Ever heard of the wheel of history moving backwards? That should worrythe PAP leadership as to the political direction Singapore is heading. The younger electorate will be the deciding factor in the next general election and the election after that. An increasingly number of them have manifestly shown that, while not entirely disillusioned with the PAP, they want to see a transformation in the government structure to reflect a more equitable society. And not unnaturally, they see a credible opposition as a vehicle for this transformation. Of course, for this to have any degree of realisation, there must be tangible inflow of able and high calibre potential candidates to the opposition parties, especially those who are scholars or talented degree holders. This is what is happening now in Singapore and the young voters are certainly to be elated at this trend of political development which will hopefully lead to the realisation of their cherished dream of a change of government.

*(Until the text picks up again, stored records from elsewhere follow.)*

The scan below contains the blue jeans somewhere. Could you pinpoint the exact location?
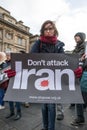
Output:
[42,104,56,130]
[9,101,21,114]
[0,88,5,106]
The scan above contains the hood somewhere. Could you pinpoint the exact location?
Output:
[74,32,86,42]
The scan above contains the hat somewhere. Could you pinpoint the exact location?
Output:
[74,32,86,42]
[0,52,6,64]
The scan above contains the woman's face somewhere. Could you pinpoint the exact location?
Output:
[44,23,55,36]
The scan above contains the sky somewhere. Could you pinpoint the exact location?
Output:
[0,0,87,50]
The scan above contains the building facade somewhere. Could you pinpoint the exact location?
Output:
[0,7,31,52]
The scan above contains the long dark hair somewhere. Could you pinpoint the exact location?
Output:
[40,20,59,36]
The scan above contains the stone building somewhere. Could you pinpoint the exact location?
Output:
[0,7,32,52]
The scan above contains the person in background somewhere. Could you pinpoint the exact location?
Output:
[30,20,64,130]
[5,52,21,120]
[19,50,30,108]
[71,32,87,126]
[0,52,7,110]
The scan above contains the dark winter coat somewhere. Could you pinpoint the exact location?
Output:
[30,40,64,53]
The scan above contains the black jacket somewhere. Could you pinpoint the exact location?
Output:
[30,40,64,53]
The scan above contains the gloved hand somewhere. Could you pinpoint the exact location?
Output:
[4,69,16,78]
[74,66,83,78]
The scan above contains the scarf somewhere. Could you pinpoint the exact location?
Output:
[40,36,57,44]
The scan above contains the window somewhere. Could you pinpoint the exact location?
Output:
[18,37,22,45]
[6,32,13,39]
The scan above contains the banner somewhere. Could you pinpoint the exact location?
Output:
[4,53,83,103]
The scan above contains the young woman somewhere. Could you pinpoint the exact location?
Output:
[30,20,64,130]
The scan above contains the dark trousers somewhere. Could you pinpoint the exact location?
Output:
[9,102,21,114]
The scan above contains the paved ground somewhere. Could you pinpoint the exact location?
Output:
[0,102,87,130]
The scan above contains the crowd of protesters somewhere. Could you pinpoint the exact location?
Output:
[0,20,87,130]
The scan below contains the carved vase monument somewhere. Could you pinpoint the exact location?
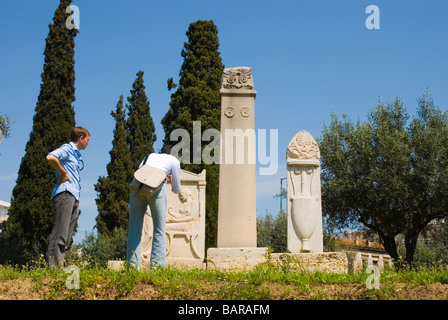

That the PAP leaders have been monitoring this worrying trend for some time is not in doubt. They could not show openly that they are worried, but not yet to the point of panic, over this political development. So the prime minister has to put on an artificial front to comment sarcastically the dramatic event of a husband-and-wife team who are government scholarship holders who graduated with first-class honours degrees from Cambrige University joining the opposition Reform Party but admitted it is a significant development. When asked about reports of well-qualified Singaporeans joining the opposition, he simply glossed over the issue but wished them well. What else can he say?
The tsunami that hit the Barisan National in the last general election in Malaysia is a lesson that the beleaguered PAP leaders take to heart. The ostensibly fraternal visit by Minister Mentor Lee Kuan Yew to Malaysia last year was not just a friendly visit but with special assignment to assess the real reason for the Barisan National election debacle so that the PAP can readjust its unpopular policies to prevent s similar tsunami hitting the PAP in the next general election. They have so many unpopular measures to adjust one of which is the long-overdue reduction of the obscene salaries of the prime minister and his affluent ministers. If the prime minister is still ignorant how unpopular their obscene pay is, ask any man in the street. The other is their policy allowing the indisciminate influx of Chinese immigrants who are so problematic that they are regarded as the bane of our social ills.
Anyway, if the PAP is not voted out of power at the next general election because the opposition is not yet able to field sufficient number of credible candidates, PAP will be fortunate if it gets away with just a decimation of its position. But its luck may not hold in the general election after that. Singaporeans can be patient.